Joel’s rating: 3 out of 5 Special Demons

Joel’s review: Pumpkinhead is an interesting experience for me, and one that I’ve revisited often over the years. Of course, at heart, it’s a horror movie with a killer monster, just like hundreds of others made over the years. It’s essentially a ‘B’ movie, but made with ‘A’ movie talent, and so stands out. In my opinion, it doesn’t get as much love as many scary films of its time.

Without getting too spoilery, Ed Harley (Lance Henrickson) is a country man living a simple country life. He is a single father with a young son whom he loves dearly. Ed’s wife passed away in the recent past, something that Ed and his son still feel. We are never told what exactly happened to her but there is no indication that there was any foul play, just an accident or illness most likely. Some young adult city folks on a weekend trip to the hills have an accident, and Ed’s son is killed. In his rage and grief, Ed remembers a legend about a creature of vengeance, something that he caught a glimpse of as a child, and starts a very tragic sequence of events.

How a viewer takes Pumpkinhead really depends on what kind of horror you like. If you are looking for extreme gore, fast paced chases, or things like that, this won’t be satisfying to you. Pumpkinhead builds slowly, gives us a glimpse at how each of our characters act and think before the real fun starts. The movie has atmosphere, with some excellent lighting and sound effect choices. But I think the movie’s greatest strength is in the narrative itself.

For one, there is no real ‘villain’ here. Several characters do some shady things, sure, but in the end, each tries to change their path for one reason or another. Even the monster is only doing what it was tasked to do. It’s more like several people make bad decisions having no intention for things to go and end the way they do. Once things are set in motion, there is no easy solution.

And really, my favorite part of the movie is Haggis. They never say it outright, but she seems to be a witch or at least someone old enough to know the things about the world that the world has forgotten. Like Pumpkinhead. You only see her when Ed is visiting her (with one exception), and she really has most of the best lines in the movie. Ed screams at her, “God damn you, God damn you!” Her reply? “He already has, son. He already has.”

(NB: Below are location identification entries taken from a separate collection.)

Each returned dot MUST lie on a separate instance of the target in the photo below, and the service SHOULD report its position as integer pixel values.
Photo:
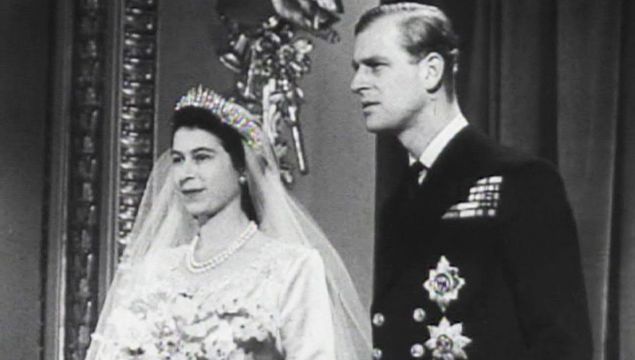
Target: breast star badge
(444, 283)
(447, 341)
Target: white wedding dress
(285, 281)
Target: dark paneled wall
(24, 73)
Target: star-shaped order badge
(444, 283)
(447, 341)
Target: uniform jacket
(491, 232)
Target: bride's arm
(306, 321)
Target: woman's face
(203, 171)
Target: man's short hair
(424, 29)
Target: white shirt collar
(440, 141)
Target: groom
(477, 254)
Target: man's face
(387, 78)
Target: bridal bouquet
(160, 324)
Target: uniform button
(417, 351)
(378, 319)
(419, 315)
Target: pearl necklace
(198, 267)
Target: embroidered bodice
(281, 282)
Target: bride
(222, 263)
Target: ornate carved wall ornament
(270, 59)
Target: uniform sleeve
(306, 320)
(543, 261)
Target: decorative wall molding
(108, 126)
(137, 110)
(84, 179)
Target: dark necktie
(413, 173)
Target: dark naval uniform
(480, 262)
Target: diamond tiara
(226, 110)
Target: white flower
(220, 343)
(447, 341)
(185, 308)
(197, 329)
(131, 332)
(246, 328)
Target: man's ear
(431, 69)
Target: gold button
(417, 351)
(419, 315)
(378, 319)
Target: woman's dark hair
(198, 118)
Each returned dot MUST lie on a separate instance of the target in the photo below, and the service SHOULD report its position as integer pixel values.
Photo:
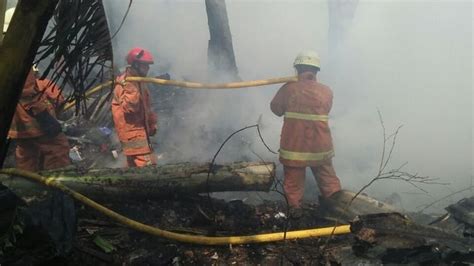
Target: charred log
(153, 182)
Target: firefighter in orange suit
(305, 138)
(41, 145)
(133, 117)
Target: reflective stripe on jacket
(133, 117)
(35, 98)
(305, 137)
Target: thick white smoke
(412, 60)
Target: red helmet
(141, 55)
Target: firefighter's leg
(55, 151)
(27, 154)
(294, 185)
(141, 160)
(326, 178)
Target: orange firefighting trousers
(293, 184)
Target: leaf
(104, 244)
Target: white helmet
(309, 57)
(8, 18)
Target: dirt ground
(196, 216)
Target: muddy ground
(190, 216)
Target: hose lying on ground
(192, 239)
(190, 85)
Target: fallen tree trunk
(152, 182)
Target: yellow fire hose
(192, 239)
(190, 85)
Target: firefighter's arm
(278, 104)
(35, 106)
(129, 97)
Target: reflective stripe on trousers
(306, 156)
(134, 144)
(302, 116)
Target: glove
(164, 76)
(48, 124)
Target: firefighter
(133, 117)
(40, 142)
(305, 138)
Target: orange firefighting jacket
(133, 117)
(305, 137)
(36, 97)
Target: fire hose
(189, 85)
(192, 239)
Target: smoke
(412, 60)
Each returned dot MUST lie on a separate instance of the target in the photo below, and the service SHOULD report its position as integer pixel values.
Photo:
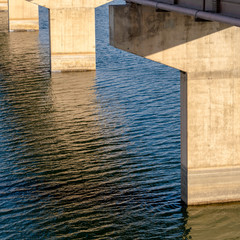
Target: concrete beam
(53, 4)
(207, 53)
(23, 16)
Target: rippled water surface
(94, 155)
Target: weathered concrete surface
(72, 33)
(3, 5)
(207, 53)
(53, 4)
(23, 16)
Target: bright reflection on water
(94, 155)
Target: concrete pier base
(3, 5)
(207, 53)
(23, 16)
(72, 32)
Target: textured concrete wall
(207, 53)
(3, 5)
(23, 16)
(72, 33)
(72, 39)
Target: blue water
(94, 155)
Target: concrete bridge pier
(72, 33)
(23, 16)
(3, 5)
(207, 53)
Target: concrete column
(3, 5)
(72, 32)
(207, 53)
(23, 16)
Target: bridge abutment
(72, 39)
(207, 55)
(3, 5)
(72, 33)
(23, 16)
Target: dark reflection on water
(94, 155)
(217, 221)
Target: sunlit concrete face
(207, 53)
(23, 16)
(3, 5)
(72, 39)
(72, 33)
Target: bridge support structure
(3, 5)
(72, 33)
(207, 54)
(22, 16)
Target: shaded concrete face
(207, 53)
(23, 16)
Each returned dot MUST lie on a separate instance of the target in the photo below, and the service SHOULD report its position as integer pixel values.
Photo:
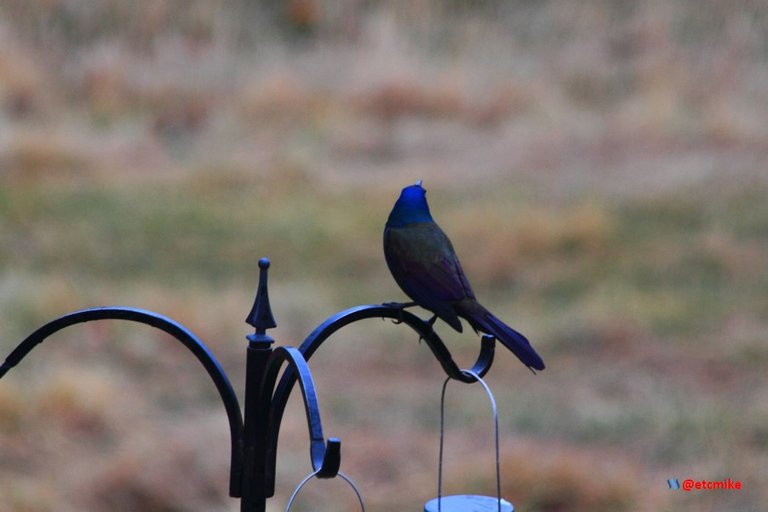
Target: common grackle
(424, 264)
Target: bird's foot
(431, 323)
(400, 306)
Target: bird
(424, 264)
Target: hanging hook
(501, 505)
(317, 474)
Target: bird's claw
(400, 306)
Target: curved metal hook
(176, 330)
(346, 317)
(422, 327)
(326, 459)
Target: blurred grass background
(599, 166)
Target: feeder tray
(467, 503)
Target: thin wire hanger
(442, 438)
(313, 475)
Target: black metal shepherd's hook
(254, 433)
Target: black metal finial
(260, 316)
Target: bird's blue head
(411, 207)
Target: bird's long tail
(483, 320)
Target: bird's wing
(424, 264)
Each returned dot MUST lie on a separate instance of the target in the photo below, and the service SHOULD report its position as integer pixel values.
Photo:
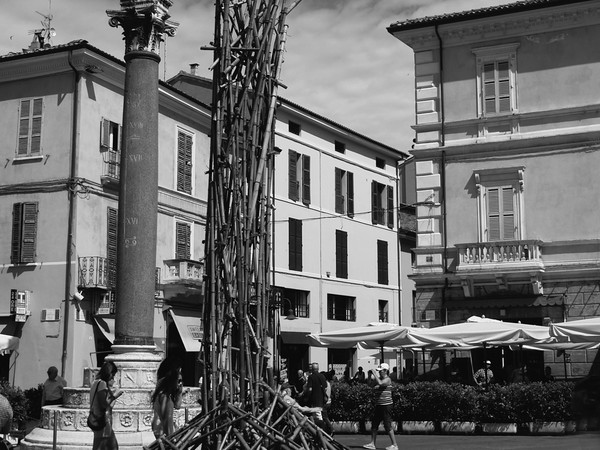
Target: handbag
(94, 422)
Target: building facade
(506, 150)
(61, 110)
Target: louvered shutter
(339, 197)
(508, 214)
(29, 232)
(306, 179)
(105, 134)
(293, 193)
(350, 193)
(184, 162)
(341, 254)
(15, 248)
(382, 262)
(23, 146)
(182, 240)
(111, 245)
(390, 206)
(493, 200)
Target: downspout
(443, 173)
(70, 225)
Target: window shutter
(184, 162)
(293, 176)
(508, 215)
(29, 232)
(390, 206)
(382, 262)
(15, 248)
(339, 197)
(341, 254)
(306, 179)
(105, 134)
(374, 202)
(350, 193)
(182, 240)
(23, 146)
(111, 245)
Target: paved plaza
(579, 441)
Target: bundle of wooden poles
(227, 427)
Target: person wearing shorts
(383, 406)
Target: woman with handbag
(166, 397)
(101, 404)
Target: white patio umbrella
(585, 330)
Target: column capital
(144, 22)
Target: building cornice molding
(528, 24)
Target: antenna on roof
(44, 35)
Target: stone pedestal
(132, 413)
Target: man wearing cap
(484, 376)
(383, 406)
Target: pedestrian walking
(383, 406)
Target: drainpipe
(443, 170)
(72, 206)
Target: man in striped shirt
(383, 407)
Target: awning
(8, 344)
(189, 325)
(294, 337)
(511, 302)
(107, 326)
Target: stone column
(143, 23)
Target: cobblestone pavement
(578, 441)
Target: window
(341, 307)
(344, 192)
(294, 127)
(111, 246)
(499, 204)
(382, 262)
(341, 254)
(295, 244)
(183, 235)
(299, 172)
(185, 144)
(24, 232)
(496, 79)
(110, 146)
(382, 204)
(30, 127)
(383, 311)
(295, 300)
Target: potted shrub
(497, 410)
(458, 409)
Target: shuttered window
(295, 244)
(111, 246)
(382, 262)
(501, 213)
(183, 234)
(30, 127)
(341, 254)
(24, 232)
(185, 142)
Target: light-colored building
(61, 110)
(336, 235)
(507, 154)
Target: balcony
(499, 255)
(183, 271)
(96, 272)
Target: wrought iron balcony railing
(499, 252)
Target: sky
(340, 60)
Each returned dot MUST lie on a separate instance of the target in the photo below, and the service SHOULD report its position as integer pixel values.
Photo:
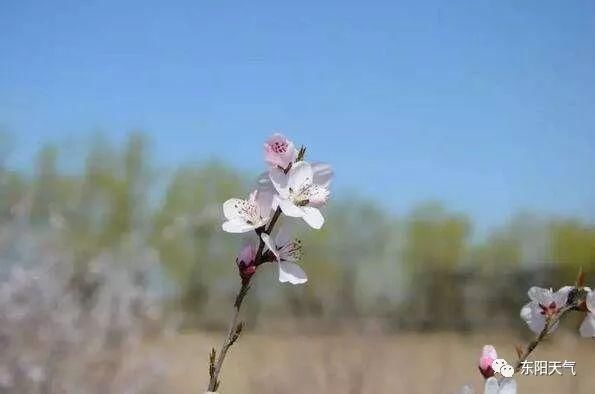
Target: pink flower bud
(246, 263)
(279, 151)
(488, 355)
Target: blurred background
(462, 137)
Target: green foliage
(435, 238)
(358, 263)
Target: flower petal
(540, 295)
(561, 296)
(264, 200)
(279, 180)
(232, 208)
(313, 217)
(292, 273)
(534, 319)
(289, 208)
(467, 390)
(591, 301)
(323, 174)
(587, 328)
(283, 236)
(236, 226)
(267, 241)
(508, 386)
(299, 174)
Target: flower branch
(292, 187)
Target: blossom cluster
(292, 187)
(547, 304)
(542, 315)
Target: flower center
(291, 250)
(549, 310)
(279, 147)
(249, 211)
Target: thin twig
(235, 328)
(550, 325)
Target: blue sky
(485, 105)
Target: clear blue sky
(488, 106)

And maybe this is just me, but the lore surrounding Pumkinhead makes the movie so much better. We never know everything, and the film doesn’t try to explain every single detail like some horror movies try to. What we do know isn’t that much. The country folks in the movie have no real understanding what Pumpkinhead is, they just know the signs to look out for, an idea as to why it appears, and they know to lock their doors and wait until it’s all over. It’s even to the point of being willing to shoot someone themselves if they have to so that the vengeful spirit doesn’t turn it’s gaze to their household.

Just like the viewer, they don’t know everything. They just know enough. The monster itself isn’t some mindless beast either. It shows some intelligence and a vicious, cruel mind as it goes about the taks for which it has been summoned for.

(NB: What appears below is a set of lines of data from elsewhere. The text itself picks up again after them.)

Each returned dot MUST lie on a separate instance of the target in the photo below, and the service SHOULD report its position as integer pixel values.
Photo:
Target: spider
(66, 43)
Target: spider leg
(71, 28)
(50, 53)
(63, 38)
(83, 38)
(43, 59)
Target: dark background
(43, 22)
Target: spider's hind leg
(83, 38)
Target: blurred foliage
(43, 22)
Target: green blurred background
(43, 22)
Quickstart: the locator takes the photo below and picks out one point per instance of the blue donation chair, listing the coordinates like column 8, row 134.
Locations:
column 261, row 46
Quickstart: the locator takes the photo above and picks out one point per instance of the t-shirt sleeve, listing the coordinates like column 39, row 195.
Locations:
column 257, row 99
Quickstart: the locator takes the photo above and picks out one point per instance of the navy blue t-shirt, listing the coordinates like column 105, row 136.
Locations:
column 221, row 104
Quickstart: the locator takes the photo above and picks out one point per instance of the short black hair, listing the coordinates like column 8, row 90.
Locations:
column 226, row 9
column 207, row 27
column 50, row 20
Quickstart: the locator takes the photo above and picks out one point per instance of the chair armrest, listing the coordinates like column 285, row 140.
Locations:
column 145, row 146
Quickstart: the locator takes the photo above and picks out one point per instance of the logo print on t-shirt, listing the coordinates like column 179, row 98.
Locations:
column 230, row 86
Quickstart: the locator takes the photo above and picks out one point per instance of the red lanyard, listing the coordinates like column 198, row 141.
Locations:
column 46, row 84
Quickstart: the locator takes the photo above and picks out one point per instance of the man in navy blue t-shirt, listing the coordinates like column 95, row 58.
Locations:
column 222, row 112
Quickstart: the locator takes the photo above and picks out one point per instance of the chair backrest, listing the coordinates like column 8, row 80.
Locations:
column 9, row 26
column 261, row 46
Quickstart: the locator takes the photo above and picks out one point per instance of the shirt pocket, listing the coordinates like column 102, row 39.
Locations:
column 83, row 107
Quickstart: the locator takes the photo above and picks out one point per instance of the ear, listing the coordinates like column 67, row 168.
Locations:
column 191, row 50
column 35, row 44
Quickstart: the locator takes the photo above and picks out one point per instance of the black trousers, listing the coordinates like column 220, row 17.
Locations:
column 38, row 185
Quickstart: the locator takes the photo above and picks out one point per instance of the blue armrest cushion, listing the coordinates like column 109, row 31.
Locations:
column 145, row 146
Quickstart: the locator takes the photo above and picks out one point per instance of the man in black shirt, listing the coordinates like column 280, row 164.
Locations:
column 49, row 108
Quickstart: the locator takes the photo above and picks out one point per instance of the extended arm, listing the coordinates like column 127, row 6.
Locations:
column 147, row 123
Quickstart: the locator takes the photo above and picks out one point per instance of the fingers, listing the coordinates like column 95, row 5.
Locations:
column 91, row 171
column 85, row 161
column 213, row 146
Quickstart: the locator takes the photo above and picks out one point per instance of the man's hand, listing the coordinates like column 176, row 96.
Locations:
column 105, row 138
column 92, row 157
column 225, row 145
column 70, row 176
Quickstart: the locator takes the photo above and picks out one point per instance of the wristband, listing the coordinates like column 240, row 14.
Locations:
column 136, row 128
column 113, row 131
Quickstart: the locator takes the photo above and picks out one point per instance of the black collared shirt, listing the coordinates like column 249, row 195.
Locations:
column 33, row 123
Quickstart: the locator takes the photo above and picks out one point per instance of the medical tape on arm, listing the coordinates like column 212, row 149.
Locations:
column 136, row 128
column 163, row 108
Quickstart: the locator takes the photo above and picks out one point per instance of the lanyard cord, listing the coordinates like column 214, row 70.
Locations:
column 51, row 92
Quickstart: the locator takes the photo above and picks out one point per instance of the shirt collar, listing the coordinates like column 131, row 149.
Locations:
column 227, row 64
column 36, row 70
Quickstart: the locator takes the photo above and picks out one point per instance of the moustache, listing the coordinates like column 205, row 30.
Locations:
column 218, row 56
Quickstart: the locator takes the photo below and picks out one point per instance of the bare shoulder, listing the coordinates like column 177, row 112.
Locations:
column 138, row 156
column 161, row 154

The creature effects are good as well, but the director, Stan Winston, has many more effects credits to his name in film than directing. The creature itself works great, some great lighting and shadow use, and all practical effects, no CGI.

Like I said, the movie starts slow and, if you are just looking for a body count, Pumpkinhead isn’t going to deliver as much on that. There is no ‘everyone dies except final girl’ here. If the stuff that happens in the first half of the movie doesn’t suck you in, then the last half probably won’t be exciting for you. This isn’t the classic that films like Alien or Halloween are, but I think it is worth watching.

One comment

  1. The scene where Pumpkinhead is searching the house and finds that kid in the closet is one of the best prop effects I have ever seen. Still hasn’t been matched.